Our senses rely on molecular machines that monitor the environment and generate a signal when something interesting happens. For things like taste, this is fairly straight-forward: taste sensors just need to recognize characteristic molecules that we eat, like sour acids or sweet sugars. Touch, however, is much trickier. For that, the sensor needs to monitor the shape of a cell surface. Several recent structures are revealing how this is accomplished in cells.

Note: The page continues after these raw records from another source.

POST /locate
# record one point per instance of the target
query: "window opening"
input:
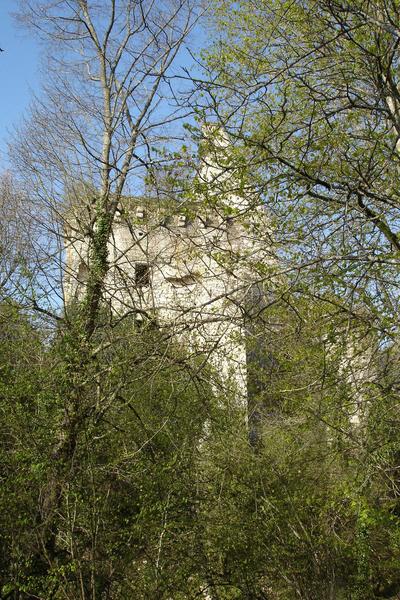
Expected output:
(142, 274)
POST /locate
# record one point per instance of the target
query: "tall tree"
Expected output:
(311, 91)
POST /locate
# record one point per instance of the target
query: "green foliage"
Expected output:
(125, 476)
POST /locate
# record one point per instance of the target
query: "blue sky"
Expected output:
(19, 66)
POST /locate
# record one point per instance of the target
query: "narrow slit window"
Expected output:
(142, 274)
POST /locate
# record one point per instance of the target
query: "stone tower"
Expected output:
(193, 267)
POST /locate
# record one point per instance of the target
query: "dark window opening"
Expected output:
(142, 274)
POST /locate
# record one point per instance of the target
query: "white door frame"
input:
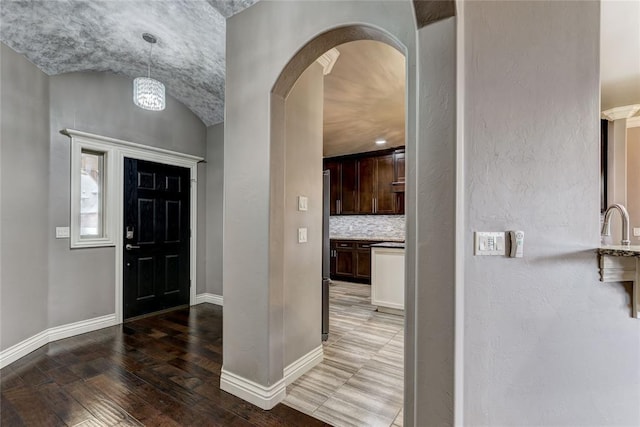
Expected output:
(121, 149)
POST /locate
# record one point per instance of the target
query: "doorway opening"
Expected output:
(361, 86)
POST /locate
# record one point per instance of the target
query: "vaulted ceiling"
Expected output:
(61, 36)
(364, 99)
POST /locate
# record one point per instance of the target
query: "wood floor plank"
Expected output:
(158, 371)
(30, 408)
(69, 410)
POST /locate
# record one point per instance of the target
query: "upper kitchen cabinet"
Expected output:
(367, 183)
(385, 200)
(349, 201)
(335, 180)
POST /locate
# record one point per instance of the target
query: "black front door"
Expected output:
(156, 237)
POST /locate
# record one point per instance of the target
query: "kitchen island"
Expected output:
(387, 276)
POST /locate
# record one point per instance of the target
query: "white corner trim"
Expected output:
(210, 298)
(624, 112)
(254, 393)
(25, 347)
(460, 230)
(633, 122)
(328, 60)
(298, 368)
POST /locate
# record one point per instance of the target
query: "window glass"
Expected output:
(91, 194)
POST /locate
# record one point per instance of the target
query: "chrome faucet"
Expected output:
(606, 224)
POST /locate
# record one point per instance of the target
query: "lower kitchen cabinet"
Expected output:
(351, 260)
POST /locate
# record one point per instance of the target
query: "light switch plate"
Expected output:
(489, 243)
(303, 203)
(62, 232)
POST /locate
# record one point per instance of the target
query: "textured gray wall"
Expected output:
(215, 203)
(434, 296)
(24, 147)
(253, 346)
(81, 281)
(633, 181)
(545, 342)
(303, 177)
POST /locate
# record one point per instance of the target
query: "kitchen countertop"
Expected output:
(393, 245)
(367, 238)
(619, 250)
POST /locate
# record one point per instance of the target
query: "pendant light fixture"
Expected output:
(148, 93)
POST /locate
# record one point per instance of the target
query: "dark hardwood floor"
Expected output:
(163, 370)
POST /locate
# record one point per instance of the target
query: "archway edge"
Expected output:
(322, 43)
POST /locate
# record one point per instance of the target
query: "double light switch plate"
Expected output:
(489, 243)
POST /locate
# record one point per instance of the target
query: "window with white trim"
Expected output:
(91, 190)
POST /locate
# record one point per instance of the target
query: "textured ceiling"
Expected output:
(620, 53)
(364, 98)
(61, 36)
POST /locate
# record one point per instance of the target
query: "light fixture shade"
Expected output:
(148, 93)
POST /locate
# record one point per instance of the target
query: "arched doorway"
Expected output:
(300, 133)
(254, 328)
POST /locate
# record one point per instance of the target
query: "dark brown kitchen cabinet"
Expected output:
(335, 183)
(363, 261)
(398, 165)
(397, 187)
(345, 259)
(367, 183)
(385, 200)
(351, 260)
(349, 201)
(366, 188)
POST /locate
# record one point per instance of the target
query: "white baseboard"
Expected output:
(257, 394)
(210, 298)
(25, 347)
(295, 370)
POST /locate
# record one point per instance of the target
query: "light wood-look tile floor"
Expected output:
(360, 381)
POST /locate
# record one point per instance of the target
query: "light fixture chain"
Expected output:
(149, 61)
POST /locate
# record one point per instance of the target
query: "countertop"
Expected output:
(367, 238)
(393, 245)
(619, 250)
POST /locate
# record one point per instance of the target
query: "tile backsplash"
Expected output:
(367, 227)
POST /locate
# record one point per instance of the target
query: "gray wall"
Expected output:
(214, 202)
(633, 181)
(545, 342)
(44, 283)
(435, 201)
(81, 281)
(256, 39)
(24, 172)
(303, 177)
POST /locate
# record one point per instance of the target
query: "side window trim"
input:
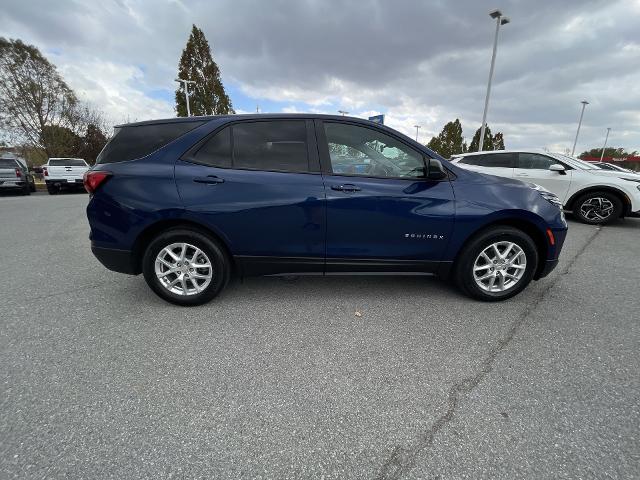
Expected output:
(325, 158)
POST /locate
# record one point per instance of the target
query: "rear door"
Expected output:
(382, 214)
(500, 164)
(534, 168)
(258, 184)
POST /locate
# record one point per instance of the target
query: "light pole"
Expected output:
(584, 104)
(186, 92)
(605, 143)
(500, 20)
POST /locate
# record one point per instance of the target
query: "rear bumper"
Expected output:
(121, 261)
(63, 182)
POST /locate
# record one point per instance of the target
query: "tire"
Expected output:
(597, 208)
(211, 251)
(515, 276)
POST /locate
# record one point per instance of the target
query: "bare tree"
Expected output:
(37, 107)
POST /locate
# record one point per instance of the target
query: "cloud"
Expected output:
(418, 62)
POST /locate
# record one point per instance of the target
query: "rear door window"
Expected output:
(137, 141)
(279, 145)
(534, 161)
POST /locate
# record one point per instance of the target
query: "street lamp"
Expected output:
(500, 20)
(605, 143)
(584, 104)
(186, 92)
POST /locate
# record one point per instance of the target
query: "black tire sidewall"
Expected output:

Putting Pressure on Piezos
Two similar Piezo proteins give our cells a sense of touch. Piezo2 is found in sensory neurons, where it controls gentle touch sensations. Piezo1, on the other hand, is found in non-sensory tissues, where it helps cells sense local changes in fluid pressure. This is important, for example, in processes like blood flow, and also helps give us our ongoing feeling for how all our limbs are positioned. Changes in the tension of membranes cause these Piezo proteins to open up and allow positively-charged ions like calcium to enter the cell. This change in ion concentration triggers the sensory response of the cell.
Piezo1 in the Microscope
Structures have recently been determined for Piezo1 using cryoelectron microscopy: a low-resolution structure was determined in 2015 (PDB entry 3jac
) and three more detailed structures have just been released (PDB entries 6b3r, 6bpz, 5z10
). They all reveal a complex molecular machine composed of three identical protein subunits. The subunits come together in the center to form a membrane-spanning ion channel, and three curving blades extend away from the channel. The blades are thought to probe the state of the surrounding membrane, opening the channel when the membrane is distorted.
Piezo1 and Parasites
Piezo proteins are essential in regulating many physiological processes, so embryos with inactive Piezo proteins do not survive long during development. However, a mutant form of Piezo1 protein can have an unusual, beneficial effect. These mutant channels are more active than usual and allow excess calcium to enter red blood cells. This has a domino effect on other channels and ultimately leads to dehydration of the cell. Normally this would be a problem, but in areas of the world plagued with malaria, the mutation is very common because the dehydrated cells are resistant to the malaria parasite.
Bacteria have several small mechanosensitive channels,
and higher organisms also have other options for sensing changes in cellular shape. Two are shown here. TRAAK (PDB entry 3um7
) is a potassium channel that is triggered by tension in the membrane and also by temperature. NOMPC (PDB entry 5vkq
) is thought to be tethered to microtubules
through its long, spring-shaped domains, opening when it senses motions in the cytoskeleton.